Domain 2A: SageMaker Built-In Algorithms

11 min read 2257 words

SageMaker Built-In Algorithms

Exam Domain: 2 — ML Model Development (26%) Task: Choose the right modeling approach

Algorithm Selection Flowchart

What type of problem?
│
├─ Predict a number? ──────────── REGRESSION
│   ├─ Linear relationship?      → Linear Learner
│   ├─ Complex / tabular?        → XGBoost / LightGBM
│   └─ Time series?              → DeepAR
│
├─ Predict a category? ────────── CLASSIFICATION
│   ├─ Binary / multi-class?     → Linear Learner (binary)
│   ├─ Complex / tabular?        → XGBoost / LightGBM
│   ├─ Image?                    → Image Classification
│   ├─ Object in image?          → Object Detection
│   ├─ Pixel-level?              → Semantic Segmentation
│   └─ Text?                     → BlazingText
│
├─ Group similar items? ───────── CLUSTERING
│   └─ K groups?                 → K-Means
│
├─ Reduce dimensions? ─────────── DIMENSIONALITY REDUCTION
│   └─ Linear?                   → PCA
│
├─ Detect anomalies? ──────────── ANOMALY DETECTION
│   ├─ Numeric / time series?    → Random Cut Forest (RCF)
│   └─ IP address patterns?      → IP Insights
│
├─ Text / NLP? ────────────────── NLP
│   ├─ Word embeddings?          → BlazingText (Word2Vec)
│   ├─ Text classification?      → BlazingText (supervised)
│   ├─ Topic discovery?          → NTM or LDA
│   └─ Sequence translation?     → Seq2Seq
│
├─ Recommendations? ───────────── RECOMMENDATIONS
│   ├─ Sparse data (clicks)?     → Factorization Machines
│   └─ Pair embeddings?          → Object2Vec
│
└─ Forecasting? ───────────────── TIME SERIES
    └─ Multiple related series?  → DeepAR

Why this matters for the exam: This flowchart is the most important mental model to internalize. The key insight: always start with your problem type (regression, classification, clustering, anomaly detection), not with the algorithm name. Exam questions describe a business scenario — your job is to classify the problem first, then the algorithm choice often becomes obvious. Most wrong answers fail because test-takers jump to an algorithm before identifying the problem type.

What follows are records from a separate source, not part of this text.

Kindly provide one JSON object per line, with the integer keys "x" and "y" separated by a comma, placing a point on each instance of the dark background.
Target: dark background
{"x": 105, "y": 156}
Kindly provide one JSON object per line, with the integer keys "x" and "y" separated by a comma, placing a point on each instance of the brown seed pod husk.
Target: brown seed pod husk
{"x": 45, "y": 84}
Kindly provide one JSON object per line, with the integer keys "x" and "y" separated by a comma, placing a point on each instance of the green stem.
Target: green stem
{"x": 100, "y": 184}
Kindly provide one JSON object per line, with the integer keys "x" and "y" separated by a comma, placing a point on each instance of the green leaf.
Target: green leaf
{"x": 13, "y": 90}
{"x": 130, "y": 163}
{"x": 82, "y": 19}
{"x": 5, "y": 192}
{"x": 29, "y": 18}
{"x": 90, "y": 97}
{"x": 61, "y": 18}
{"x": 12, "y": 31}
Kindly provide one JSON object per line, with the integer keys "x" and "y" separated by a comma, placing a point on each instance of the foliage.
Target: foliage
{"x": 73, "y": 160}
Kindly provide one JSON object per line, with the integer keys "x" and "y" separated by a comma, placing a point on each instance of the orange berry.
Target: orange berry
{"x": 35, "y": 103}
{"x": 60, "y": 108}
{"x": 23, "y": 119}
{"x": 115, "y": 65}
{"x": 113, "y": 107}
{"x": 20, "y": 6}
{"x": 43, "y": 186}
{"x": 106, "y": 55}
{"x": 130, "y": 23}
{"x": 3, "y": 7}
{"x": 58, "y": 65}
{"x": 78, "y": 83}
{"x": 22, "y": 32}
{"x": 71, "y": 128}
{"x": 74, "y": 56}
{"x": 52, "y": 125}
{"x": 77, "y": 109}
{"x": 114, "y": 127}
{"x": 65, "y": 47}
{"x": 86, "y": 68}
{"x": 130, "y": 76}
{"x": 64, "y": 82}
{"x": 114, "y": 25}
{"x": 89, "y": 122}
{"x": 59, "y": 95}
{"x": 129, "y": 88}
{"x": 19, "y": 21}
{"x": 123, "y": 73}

Complete Algorithm Reference

Supervised — Regression / Classification

Linear Learner

Aspect	Detail
Type	Supervised
Problem	Binary/multi-class classification, regression
How it works	Linear model (logistic regression / linear regression)
Input	RecordIO (float32) or CSV
Key feature	Built-in normalization, can train multiple models in parallel
Hyperparameters	`predictor_type` (regressor/binary_classifier/multiclass_classifier), `learning_rate`, `l1`, `mini_batch_size`
When to use	Simple linear relationships, baseline model, fast training

Supports automatic model tuning — trains many models with different hyperparameters simultaneously.

ELI5: Linear Learner draws the best straight line (or flat plane) through your data to make predictions. If you’re predicting house prices, it finds the line that best fits “price goes up as square footage goes up.” Simple, fast, and surprisingly effective when your data actually has a roughly linear relationship. Always use it as your baseline — if a fancier model can’t beat it, the fancy model isn’t worth the complexity.

XGBoost

Aspect	Detail
Type	Supervised
Problem	Classification, regression, ranking
How it works	Gradient-boosted decision trees (ensemble)
Input	CSV, LibSVM, RecordIO, Parquet
Key feature	Handles missing values natively, regularization built-in
Hyperparameters	`num_round`, `max_depth`, `eta` (learning rate), `subsample`, `objective`
When to use	Tabular data — often the best default choice

XGBoost Ensemble:
  Tree 1 (weak)  →  residuals  →  Tree 2  →  residuals  →  Tree 3  →  ...
       +                              +                         +
       └──────────────── Sum of predictions ─────────────────────┘
                         = Final prediction

Exam tip: XGBoost is the most commonly tested algorithm. If the question mentions tabular/structured data with complex patterns, XGBoost is likely the answer.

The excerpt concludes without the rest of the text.